Six alerts were issued by firms headquartered north of the Border in the third quarter, representing 60 per cent of the current total for 2015, according to the latest EY profit warnings report, published today.
Across the UK, quoted companies issued 79 warnings in the three months to the end of September, a third more than the previous quarter when there were 57 – marking the biggest percentage increase in almost four years.
Profit warnings from the FTSE travel and leisure sector hit their highest level for almost eight years, according to the accountancy giant’s report.
Global growth concerns and market instability hit earnings forecasts this summer as China wrestled with its economic transition and US interest rates moved back onto the agenda, EY noted.

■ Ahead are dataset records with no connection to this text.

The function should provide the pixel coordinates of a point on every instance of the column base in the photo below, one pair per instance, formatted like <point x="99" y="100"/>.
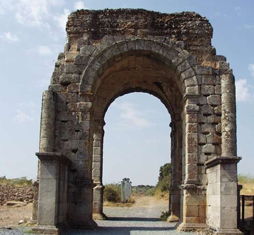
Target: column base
<point x="228" y="231"/>
<point x="81" y="225"/>
<point x="190" y="227"/>
<point x="99" y="216"/>
<point x="173" y="218"/>
<point x="44" y="229"/>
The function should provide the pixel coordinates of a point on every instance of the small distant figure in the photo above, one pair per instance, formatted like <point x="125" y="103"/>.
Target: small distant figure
<point x="125" y="189"/>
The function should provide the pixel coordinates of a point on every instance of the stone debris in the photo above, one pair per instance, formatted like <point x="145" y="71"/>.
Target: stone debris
<point x="13" y="194"/>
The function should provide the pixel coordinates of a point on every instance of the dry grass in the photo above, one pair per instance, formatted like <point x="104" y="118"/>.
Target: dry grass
<point x="129" y="203"/>
<point x="248" y="184"/>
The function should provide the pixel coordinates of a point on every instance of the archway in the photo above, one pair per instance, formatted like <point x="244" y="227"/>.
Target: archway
<point x="137" y="71"/>
<point x="168" y="56"/>
<point x="136" y="143"/>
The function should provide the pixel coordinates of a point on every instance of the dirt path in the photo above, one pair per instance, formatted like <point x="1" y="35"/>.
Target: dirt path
<point x="149" y="202"/>
<point x="140" y="219"/>
<point x="11" y="215"/>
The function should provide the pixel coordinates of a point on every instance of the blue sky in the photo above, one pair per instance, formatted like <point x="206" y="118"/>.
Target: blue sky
<point x="137" y="133"/>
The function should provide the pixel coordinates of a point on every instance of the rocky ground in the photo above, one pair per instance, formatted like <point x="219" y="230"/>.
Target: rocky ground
<point x="140" y="219"/>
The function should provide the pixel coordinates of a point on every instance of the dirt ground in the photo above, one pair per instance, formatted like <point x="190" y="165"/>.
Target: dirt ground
<point x="11" y="215"/>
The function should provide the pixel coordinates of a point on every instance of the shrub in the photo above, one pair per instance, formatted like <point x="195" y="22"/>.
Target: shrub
<point x="164" y="215"/>
<point x="163" y="185"/>
<point x="112" y="193"/>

Many industries are also being buffeted by “disruptive forces”, leaving businesses struggling to generate returns from the new digital economy.
Colin Dempster, head of restructuring at EY in Scotland, said: “Six is a significantly high number of profit warnings in one quarter compared to historical averages. As well as the factors affecting the UK, the slowdown in Scotland’s north-east, for so long a real engine of growth, is starting to impact the broader Scotland picture.
“The key word here is confidence and when that starts to erode, consumers vote with their feet.”
He added: “The outlook for Scotland is mixed. We can expect a continuance of the low oil price to have a wider effect in 2016.”